SunOpta to Partner with Royal Nedalco on Cellulosic Ethanol in North America
06 July 2006
SunOpta has signed a Joint Development Agreement with the Dutch company Royal Nedalco—one of the largest ethanol suppliers in Europe—under which SunOpta will license Nedalco’s patented pentose fermenting yeast for the production of cellulosic ethanol in North America.
Furthermore, SunOpta will work with Nedalco to include SunOpta’s technology and systems for cellulosic ethanol production into their planned new grain ethanol facilities in Europe.
A significant challenge in producing cellulosic ethanol is the ability to ferment both hexose sugars (glucose) and pentose sugars (xylose), since pentose sugars can represent up to half of the available fermentable sugars in cellulosic biomass. The baker’s yeast used in starch ethanol plants cannot ferment xylose or other pentose sugars
A consortium including Nedalco, Delft University of Technology and BIRD Engineering—all located in the Netherlands—developed a patented and novel pentose fermenting yeast that is capable of high conversions of pentose sugars as well as the hexose sugars into cellulosic ethanol at high yields. (Earlier post.)
The team is genetically modifying Saccharomyces cerevisiae to enable the anaerobic fermentation of xylose as well as glucose. The Dutch team inserted a gene derived from a fungus (Piromyces) found in elephant feces into S. cerevisiae, and then subsequently improved the modification through evolutionary engineering.
Nedalco is adding ethanol capacity in the Netherlands and the UK including a 200 million liter (53 million gallon US) grain ethanol plant that will produce road fuel.

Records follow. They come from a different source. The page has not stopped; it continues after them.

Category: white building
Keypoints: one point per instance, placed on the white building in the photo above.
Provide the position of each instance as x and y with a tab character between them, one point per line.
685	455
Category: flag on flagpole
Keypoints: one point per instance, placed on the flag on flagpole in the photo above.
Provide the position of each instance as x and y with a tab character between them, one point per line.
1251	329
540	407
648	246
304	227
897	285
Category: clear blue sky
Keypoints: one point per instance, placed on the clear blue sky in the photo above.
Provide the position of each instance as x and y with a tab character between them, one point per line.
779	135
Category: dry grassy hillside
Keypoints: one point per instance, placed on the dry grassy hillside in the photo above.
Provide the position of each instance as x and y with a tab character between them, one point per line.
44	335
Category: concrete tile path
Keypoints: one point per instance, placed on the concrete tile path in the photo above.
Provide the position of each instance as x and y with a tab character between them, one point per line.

Nedalco plans to use their pentose-fermenting yeast in this new facility.
SunOpta intends to study the capability to produce fuel grade cellulosic ethanol using by-product streams high in hexose and pentose sugars from its US fiber operations incorporating this new yeast.
SunOpta, Novozymes and China Resources Alcohol Corporation (CRAC) recently entered into a Joint Development Agreement for the development of cellulosic ethanol in the People’s Republic of China based on SunOpta’s patented and proprietary biomass conversion technology and Novozymes’ enzymes. (Earlier post.)
Resources:
“Evolutionary engineering of mixed-sugar utilization by a xylose-fermenting Saccharomyces cerevisiae strain”; Marko Kuyper, Maurice J. Toirkens, Jasper A. Diderich, Aaron A. Winkler, Johannes P. van Dijken, Jack T. Pronk; FEMS Yeast Research, Volume 5 Page 925–July 2005; doi:10.1016/j.femsyr.2005.04.004
This Swedish got a way to turn celluose into sugar, then into ethanol. They use paper waste:
http://www.sekab.se/eng/
Posted by: allen Z | 07 July 2006 at 06:26 AM
Herbivores have been converting biomass to energy for millenia. It seems like nature has evolved this process rather nicely and all we have to do is follow the lead.